Lo que se subvierte es un modo de narrar que es también un modo de representar el
mundo, el avance causal hacia adelante da cuenta de una idea de progreso, de
revelaciones. En cambio, se trata aquí de fragmentos que friccionan, que se chocan, que
no llegan nunca a encajar a la perfección, que son multiplicidades en conflicto, puntos
de vista múltiples, imposibilidades. Del mismo modo que las palabras, fragmentos ellas
también de una lectura del mundo, no se conciben como vehículos de información sino
que revelan los quiebres de los personajes que las pronuncian, casi como autómatas.
Ellos, como cualquiera, están presos de aquello que dicen y de lo que callan, las
palabras edifican también un contorno preciso entre lo dicho y lo que se omite. El
contorno se establece en las fórmulas religiosas obsesivas en la boca de Amalia mirando
la nuca del sujeto de su pasión: “Cordero de Dios, que quitas el pecado del mundo,
perdónanos, Señor. Cordero de Dios, que quitas el pecado del mundo, escúchanos,
Señor”, en la respuesta de la madre de Rey muerto frente a la pregunta de su hija y
haciendo referencia a una posible venganza de “el cabeza”: “Que vuelva” o en la frase
de Verónica que perfora el silencio como una daga: “maté a alguien en la ruta”.

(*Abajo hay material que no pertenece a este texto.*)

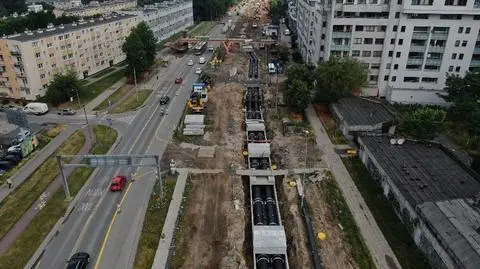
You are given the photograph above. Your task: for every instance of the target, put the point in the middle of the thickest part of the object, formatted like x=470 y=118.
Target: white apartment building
x=408 y=45
x=94 y=8
x=28 y=61
x=167 y=18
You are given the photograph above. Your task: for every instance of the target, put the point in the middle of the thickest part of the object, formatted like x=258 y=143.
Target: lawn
x=342 y=213
x=89 y=91
x=28 y=242
x=153 y=225
x=131 y=103
x=44 y=137
x=22 y=198
x=203 y=28
x=114 y=98
x=399 y=239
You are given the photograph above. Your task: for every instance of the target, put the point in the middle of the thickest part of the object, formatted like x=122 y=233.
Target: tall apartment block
x=166 y=18
x=408 y=45
x=28 y=61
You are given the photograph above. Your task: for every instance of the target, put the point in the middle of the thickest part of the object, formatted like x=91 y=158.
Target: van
x=36 y=108
x=271 y=68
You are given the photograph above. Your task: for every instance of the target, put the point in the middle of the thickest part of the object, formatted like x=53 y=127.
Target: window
x=366 y=53
x=411 y=79
x=429 y=80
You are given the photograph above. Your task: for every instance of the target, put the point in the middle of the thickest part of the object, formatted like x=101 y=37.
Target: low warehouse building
x=435 y=195
x=356 y=116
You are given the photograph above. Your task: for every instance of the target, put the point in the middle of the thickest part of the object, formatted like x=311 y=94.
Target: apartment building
x=94 y=8
x=166 y=18
x=28 y=61
x=408 y=45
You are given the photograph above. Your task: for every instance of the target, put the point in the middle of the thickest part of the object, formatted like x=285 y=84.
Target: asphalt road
x=88 y=225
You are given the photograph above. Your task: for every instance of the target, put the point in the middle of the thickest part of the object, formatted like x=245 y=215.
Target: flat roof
x=361 y=111
x=56 y=30
x=269 y=239
x=423 y=171
x=456 y=223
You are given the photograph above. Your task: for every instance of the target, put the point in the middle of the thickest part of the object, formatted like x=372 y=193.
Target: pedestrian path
x=20 y=226
x=28 y=168
x=382 y=254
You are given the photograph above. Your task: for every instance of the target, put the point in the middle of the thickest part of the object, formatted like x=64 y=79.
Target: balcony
x=420 y=35
x=415 y=61
x=341 y=34
x=414 y=48
x=436 y=49
x=340 y=47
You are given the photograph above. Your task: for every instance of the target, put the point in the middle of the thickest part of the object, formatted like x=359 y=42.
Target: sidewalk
x=7 y=241
x=32 y=165
x=382 y=254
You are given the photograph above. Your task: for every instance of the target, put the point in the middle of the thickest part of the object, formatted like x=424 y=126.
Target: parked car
x=164 y=100
x=66 y=111
x=118 y=183
x=79 y=260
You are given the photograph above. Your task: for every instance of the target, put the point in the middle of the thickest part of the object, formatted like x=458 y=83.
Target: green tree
x=62 y=88
x=140 y=49
x=338 y=77
x=423 y=123
x=298 y=95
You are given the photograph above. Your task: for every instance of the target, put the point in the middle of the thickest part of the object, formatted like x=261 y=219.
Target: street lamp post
x=306 y=156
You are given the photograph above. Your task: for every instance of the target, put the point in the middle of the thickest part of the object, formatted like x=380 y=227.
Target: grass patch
x=397 y=235
x=203 y=28
x=27 y=243
x=22 y=198
x=44 y=137
x=352 y=235
x=114 y=98
x=131 y=103
x=153 y=225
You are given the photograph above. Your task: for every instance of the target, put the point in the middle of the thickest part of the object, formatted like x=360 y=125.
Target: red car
x=118 y=183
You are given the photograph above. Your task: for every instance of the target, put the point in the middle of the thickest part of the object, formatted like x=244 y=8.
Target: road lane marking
x=109 y=230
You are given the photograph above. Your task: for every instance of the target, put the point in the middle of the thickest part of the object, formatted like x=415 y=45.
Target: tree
x=62 y=88
x=298 y=95
x=339 y=77
x=423 y=123
x=140 y=49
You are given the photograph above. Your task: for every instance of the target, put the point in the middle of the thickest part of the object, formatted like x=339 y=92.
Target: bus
x=200 y=48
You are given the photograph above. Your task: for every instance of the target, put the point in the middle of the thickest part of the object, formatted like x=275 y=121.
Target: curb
x=33 y=261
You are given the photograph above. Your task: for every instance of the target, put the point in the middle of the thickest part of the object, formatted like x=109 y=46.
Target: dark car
x=164 y=100
x=78 y=260
x=66 y=111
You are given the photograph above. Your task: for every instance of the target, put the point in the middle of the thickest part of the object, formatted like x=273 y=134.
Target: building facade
x=28 y=61
x=408 y=45
x=94 y=8
x=167 y=18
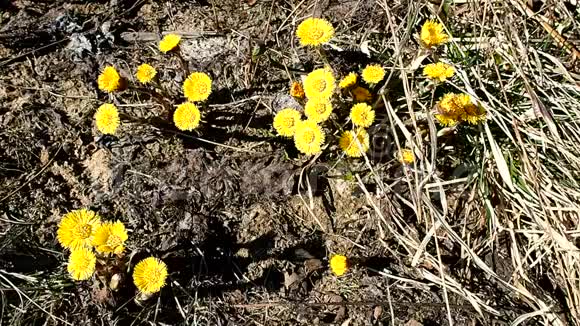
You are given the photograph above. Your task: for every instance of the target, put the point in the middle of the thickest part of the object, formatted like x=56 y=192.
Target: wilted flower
x=285 y=122
x=197 y=87
x=81 y=263
x=338 y=264
x=107 y=119
x=348 y=80
x=354 y=143
x=320 y=83
x=187 y=116
x=309 y=137
x=318 y=110
x=149 y=275
x=169 y=42
x=110 y=238
x=432 y=34
x=109 y=79
x=362 y=115
x=145 y=73
x=439 y=71
x=314 y=31
x=77 y=228
x=373 y=74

En esta misma lógica, los finales no completan, no buscan reparar la fragmentación, no
dan posibilidad, en términos aristotélicos, de purgación de pasión alguna. El fin es más
bien contrario, el de negarle al lector que estos textos construyen, un lector que trabajó
durante todo el relato en la articulación de sentido, cualquier posibilidad de escape aún
en la clausura. Dando cuenta, nuevamente, de que el corte se establece aquí pero podría
estar en otra parte, siempre es relativo y deja afuera todo lo que podría ser aún
representado.
Negándose a erguirse como una posibilidad de conclusión, se cierran en la continuidad:
el sonido del agua de la pileta sigue corriendo en los créditos finales de La niña santa
tanto como la música extradiegética sigue sonando en los de La mujer sin cabeza y de
Rey Muerto. La historia no ha terminado como tampoco la inquietud que se vuelca al
espectador. El relato nos ha expulsado pero, sin duda, no nos ha dejado en un terreno
menos amenazante que aquél en el que se mueven sus personajes.
Bibliografía
Amado, Ana (2000), “Una política del lugar”, en Stephen Heath, Espacio narrativo, ficha de cátedra
Facultad de Filosofía y Letras, Universidad de Buenos Aires.
Cant, John y Eva-Lynn, Jagoe (2007), “Vibraciones encarnadas en La niña santa de Lucrecia Martel”, en
Viviana Rangil (compiladora), El cine argentino de hoy: entre el arte y la política, Buenos Aires: Biblos.
Grüner, Eduardo (2001), El sitio de la mirada, Buenos Aires: Norma.